The study also reveals that 99% of all sponsorship and funding money is directed toward men’s sports, highlighting clear gender disparities which undermine the basic principles of equal opportunities.

“Perhaps the most obvious one is that without proper funding, women’s sports teams may not have access to necessary resources like training facilities, equipment, kits, and coaching, which can hinder their ability to compete at a high level,” said Sports Activist and Endurance Sports Athlete, Ingrid Avidon.

 

Ingrid Avidon

“This lack of support can also lead to decreased participation rates among women, limiting the talent pool and making it harder to field competitive teams. 

“Unfortunately, women from disadvantaged backgrounds take the biggest knock when it comes to the lack of funding, as they already come from communities where the basic sporting facilities and necessities are limited.”

It’s for this reason that a year ago, Avidon went on a personal quest using her love of sports to launch a campaign called Be-ING, where she raised funds to introduce more female athletes from disadvantaged backgrounds into the world of sports and assist them with sporting necessities. 

“The goal is to bridge the funding gap and promote inclusivity, enabling and empowering women from diverse backgrounds to engage in sports,” she said.

To celebrate Women’s Month and heed to the global calls to #EmbraceEquity, global sportsbook and gaming provider – 10bet is collaborating with Avidon on her mission by supporting two female development cyclists, Yonela Charlie (23)and Omphile Motaung (25).

Avidon, Charlie and Motaung will take part in the Race to Willowmore (RTW) on the 27 March in Cradock.
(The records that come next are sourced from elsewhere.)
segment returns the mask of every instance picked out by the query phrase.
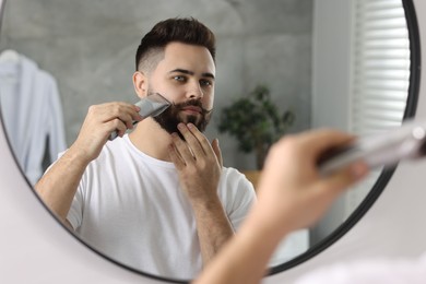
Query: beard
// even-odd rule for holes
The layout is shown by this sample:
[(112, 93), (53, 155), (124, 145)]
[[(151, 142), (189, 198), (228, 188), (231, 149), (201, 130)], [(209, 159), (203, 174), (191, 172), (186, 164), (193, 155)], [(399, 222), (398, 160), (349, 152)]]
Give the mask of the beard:
[[(200, 107), (201, 113), (196, 116), (182, 114), (181, 111), (184, 110), (184, 108), (188, 106)], [(205, 108), (203, 108), (200, 99), (191, 99), (180, 104), (173, 103), (171, 106), (169, 106), (158, 116), (153, 117), (153, 119), (169, 134), (178, 133), (178, 135), (182, 140), (185, 140), (177, 126), (180, 122), (186, 125), (192, 123), (198, 128), (198, 130), (204, 132), (212, 117), (212, 110), (213, 109), (206, 110)]]

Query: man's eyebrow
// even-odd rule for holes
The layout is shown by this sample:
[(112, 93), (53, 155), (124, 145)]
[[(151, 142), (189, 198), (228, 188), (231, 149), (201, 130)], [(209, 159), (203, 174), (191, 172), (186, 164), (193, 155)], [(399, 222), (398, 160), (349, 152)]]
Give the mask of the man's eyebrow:
[[(184, 73), (184, 74), (188, 74), (188, 75), (194, 74), (194, 72), (192, 72), (192, 71), (189, 71), (186, 69), (180, 69), (180, 68), (174, 69), (174, 70), (169, 71), (168, 73)], [(214, 75), (212, 73), (209, 73), (209, 72), (202, 73), (201, 75), (214, 79)]]

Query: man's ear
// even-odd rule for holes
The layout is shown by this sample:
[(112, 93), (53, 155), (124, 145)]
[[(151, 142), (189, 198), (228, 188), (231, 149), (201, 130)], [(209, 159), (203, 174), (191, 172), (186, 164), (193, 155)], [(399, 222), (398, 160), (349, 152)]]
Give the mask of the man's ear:
[(142, 71), (135, 71), (132, 79), (134, 92), (137, 92), (140, 98), (145, 97), (149, 90), (147, 76)]

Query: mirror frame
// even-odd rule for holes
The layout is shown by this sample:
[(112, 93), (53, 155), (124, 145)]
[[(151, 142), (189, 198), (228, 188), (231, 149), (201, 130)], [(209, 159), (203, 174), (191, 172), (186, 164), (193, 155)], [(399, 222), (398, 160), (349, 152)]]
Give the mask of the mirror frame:
[[(1, 28), (2, 28), (2, 20), (4, 14), (4, 8), (7, 0), (0, 0), (0, 35), (1, 35)], [(418, 24), (417, 24), (417, 16), (415, 13), (415, 8), (413, 0), (402, 0), (402, 4), (404, 8), (407, 29), (409, 29), (409, 38), (410, 38), (410, 59), (411, 59), (411, 67), (410, 67), (410, 86), (409, 86), (409, 95), (407, 95), (407, 102), (406, 107), (403, 116), (403, 120), (413, 118), (416, 113), (417, 107), (417, 100), (418, 100), (418, 92), (419, 92), (419, 84), (421, 84), (421, 40), (419, 40), (419, 31), (418, 31)], [(22, 177), (26, 180), (26, 184), (32, 189), (29, 180), (26, 178), (24, 171), (22, 170), (21, 166), (19, 165), (17, 158), (15, 156), (15, 153), (12, 151), (12, 146), (10, 143), (10, 140), (5, 133), (5, 126), (3, 120), (1, 119), (1, 110), (0, 110), (0, 122), (3, 127), (3, 135), (7, 140), (8, 146), (10, 152), (12, 153), (12, 156), (14, 158), (15, 164), (17, 165), (19, 170), (21, 171)], [(276, 274), (280, 272), (284, 272), (286, 270), (289, 270), (311, 258), (319, 255), (321, 251), (329, 248), (331, 245), (333, 245), (335, 241), (338, 241), (343, 235), (345, 235), (366, 213), (367, 211), (372, 206), (372, 204), (376, 202), (376, 200), (380, 197), (381, 192), (384, 190), (386, 186), (388, 185), (389, 180), (391, 179), (394, 170), (397, 169), (398, 165), (386, 168), (380, 174), (378, 180), (375, 182), (374, 187), (369, 191), (369, 193), (366, 196), (366, 198), (363, 200), (363, 202), (358, 205), (358, 208), (347, 217), (346, 221), (344, 221), (336, 229), (333, 230), (327, 238), (322, 239), (318, 244), (316, 244), (313, 247), (309, 248), (307, 251), (303, 252), (298, 257), (284, 262), (283, 264), (273, 267), (268, 275)], [(129, 268), (113, 258), (105, 256), (103, 252), (94, 249), (93, 247), (88, 246), (86, 242), (84, 242), (81, 238), (79, 238), (75, 234), (73, 234), (69, 228), (67, 228), (58, 218), (57, 216), (44, 204), (42, 199), (36, 194), (36, 192), (32, 191), (34, 196), (37, 198), (37, 200), (40, 202), (40, 204), (49, 212), (49, 214), (73, 237), (75, 237), (83, 246), (88, 248), (90, 250), (94, 251), (95, 253), (99, 255), (100, 257), (111, 261), (113, 263), (128, 270), (132, 271), (139, 275), (151, 277), (154, 280), (159, 280), (164, 282), (169, 283), (188, 283), (189, 280), (174, 280), (174, 279), (166, 279), (153, 274), (149, 274), (146, 272), (135, 270), (132, 268)]]
[[(421, 36), (418, 32), (417, 15), (414, 9), (413, 0), (402, 0), (402, 5), (404, 8), (406, 26), (409, 29), (409, 39), (410, 39), (410, 86), (409, 95), (406, 100), (406, 107), (403, 116), (403, 120), (413, 118), (417, 108), (418, 92), (421, 86)], [(395, 171), (398, 165), (386, 168), (381, 171), (379, 178), (372, 186), (371, 190), (368, 192), (363, 202), (358, 208), (328, 237), (319, 241), (317, 245), (310, 247), (307, 251), (299, 255), (298, 257), (272, 268), (269, 275), (276, 274), (279, 272), (286, 271), (291, 268), (300, 264), (310, 258), (313, 258), (321, 251), (329, 248), (335, 241), (338, 241), (343, 235), (345, 235), (355, 224), (367, 213), (367, 211), (372, 206), (376, 200), (380, 197), (381, 192), (384, 190), (389, 180), (391, 179), (393, 173)]]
This gruelling cycling challenge spans over five days, covering a distance of 530km. The race is especially unique as it is not marked, so riders need to use maps, a compass, and narrative directions as a means of navigation without the aid of GPS.

“Women are often key agents of change in their communities, with the potential to create a ripple effect that benefits society at large. For example, when you support women in sports, you create opportunities for female athletes to serve as role in their communities,” said Zanele NhlapoCSR & PR Manager at 10bet Africa.

“Adequate funding and support for women’s sports is crucial for the growth of the sporting industry. Everyone in the industry can benefit by supporting women’s sports through partnerships and collaboration.”